Brief Fact Summary. The Defendant, Cowles Media Co. (Defendant), promised the Plaintiff, Cohen (Plaintiff), confidentiality in order to receive certain information to be published. Defendant failed to adhere to the agreement and as a result the Plaintiff lost his employment and received a damage award by the trial court.
Synopsis of Rule of Law. Compensatory damages are a proper remedy to avoid the injustice under a promissory estoppel claim.
Facts. A newspaper owned by Defendant published a story reporting that a nominee for Lieutenant Governor had been charged with three counts of unlawful assembly and previously convicted of shoplifting. The newspapers revealed Plaintiff as the source and named the firm he worked for. It is undisputed that Plaintiff gave this information in return for the reporters’ promises to keep his identity secret. As a result Plaintiff was fired.
The case was submitted to the jury on the theory of breach of contract and misrepresentation.
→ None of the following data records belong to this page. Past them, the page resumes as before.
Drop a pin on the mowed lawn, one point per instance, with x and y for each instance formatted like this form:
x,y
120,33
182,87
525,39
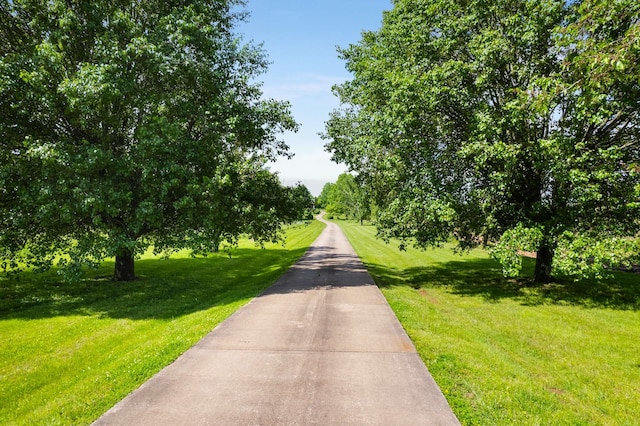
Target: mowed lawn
x,y
70,352
506,352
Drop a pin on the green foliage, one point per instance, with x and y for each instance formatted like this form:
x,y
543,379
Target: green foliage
x,y
505,353
513,241
130,124
324,198
346,198
473,119
302,203
72,351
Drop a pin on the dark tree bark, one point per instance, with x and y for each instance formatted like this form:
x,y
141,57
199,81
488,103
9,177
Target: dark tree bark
x,y
124,270
544,261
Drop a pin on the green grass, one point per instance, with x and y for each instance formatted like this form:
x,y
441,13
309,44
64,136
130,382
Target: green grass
x,y
508,352
71,351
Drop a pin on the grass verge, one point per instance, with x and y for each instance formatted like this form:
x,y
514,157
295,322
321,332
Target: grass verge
x,y
505,351
70,352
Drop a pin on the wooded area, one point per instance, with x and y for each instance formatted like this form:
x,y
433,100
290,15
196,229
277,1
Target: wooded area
x,y
511,123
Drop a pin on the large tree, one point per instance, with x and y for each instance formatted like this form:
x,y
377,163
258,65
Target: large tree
x,y
125,124
513,123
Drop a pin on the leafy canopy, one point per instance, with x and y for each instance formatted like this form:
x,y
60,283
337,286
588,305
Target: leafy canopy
x,y
125,124
513,123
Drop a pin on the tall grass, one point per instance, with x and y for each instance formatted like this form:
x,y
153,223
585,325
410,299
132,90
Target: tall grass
x,y
508,352
71,351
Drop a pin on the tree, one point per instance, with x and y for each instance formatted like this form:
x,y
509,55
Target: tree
x,y
510,123
302,202
129,124
324,198
348,198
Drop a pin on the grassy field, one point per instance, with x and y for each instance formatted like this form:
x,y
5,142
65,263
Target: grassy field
x,y
70,352
506,352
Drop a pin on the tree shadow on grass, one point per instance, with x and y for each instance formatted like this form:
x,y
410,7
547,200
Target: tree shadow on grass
x,y
483,278
165,288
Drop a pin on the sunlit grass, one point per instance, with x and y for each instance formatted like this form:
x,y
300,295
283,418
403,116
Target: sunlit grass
x,y
507,352
71,351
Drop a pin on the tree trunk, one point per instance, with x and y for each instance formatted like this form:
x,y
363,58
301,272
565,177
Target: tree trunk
x,y
544,261
124,270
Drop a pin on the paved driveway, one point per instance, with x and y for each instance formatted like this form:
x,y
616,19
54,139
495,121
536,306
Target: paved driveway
x,y
321,346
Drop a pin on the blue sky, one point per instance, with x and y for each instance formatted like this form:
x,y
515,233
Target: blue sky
x,y
300,39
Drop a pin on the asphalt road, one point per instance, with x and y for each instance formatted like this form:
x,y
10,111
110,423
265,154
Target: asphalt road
x,y
321,346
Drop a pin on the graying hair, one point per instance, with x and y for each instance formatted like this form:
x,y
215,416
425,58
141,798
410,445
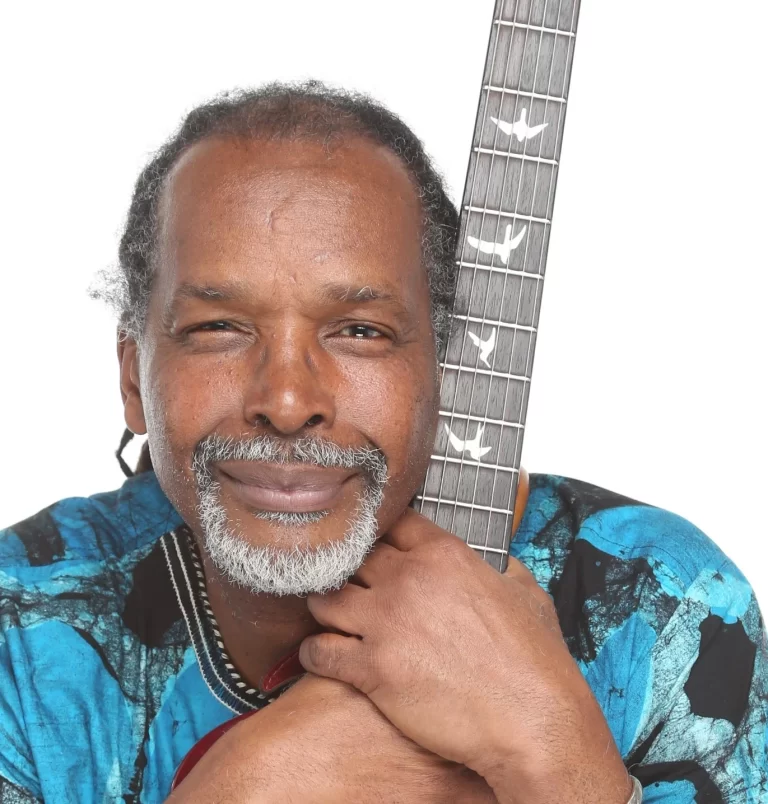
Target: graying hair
x,y
279,111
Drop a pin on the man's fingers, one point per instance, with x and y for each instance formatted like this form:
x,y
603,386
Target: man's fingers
x,y
336,656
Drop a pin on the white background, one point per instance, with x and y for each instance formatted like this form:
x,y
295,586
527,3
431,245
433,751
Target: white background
x,y
649,374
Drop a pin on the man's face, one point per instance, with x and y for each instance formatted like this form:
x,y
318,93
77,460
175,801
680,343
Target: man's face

The jury found liability on both counts and awarded $200,000 in compensatory damages and $250,000 in punitive damages against each newspaper for misrepresentation. The Court of Appeals set aside the misrepresentation damages, but affirmed the compensatory damages.
The State Supreme Court affirmed the setting aside of punitive damages. Also, decided that the compensatory damages were not enforceable under standard breach of contracts theory. (Parties had not intended to assume legal obligation.) The award could be enforced under the theory of reliance, but that such a decision would intrude into the newspaper’s first Amendment rights.
The United States Supreme Court (Supreme Court) held that the doctrine of promissory estoppel does not implicate the First Amendment.
Issue. Is the award sustainable under the theory of promissory estoppel?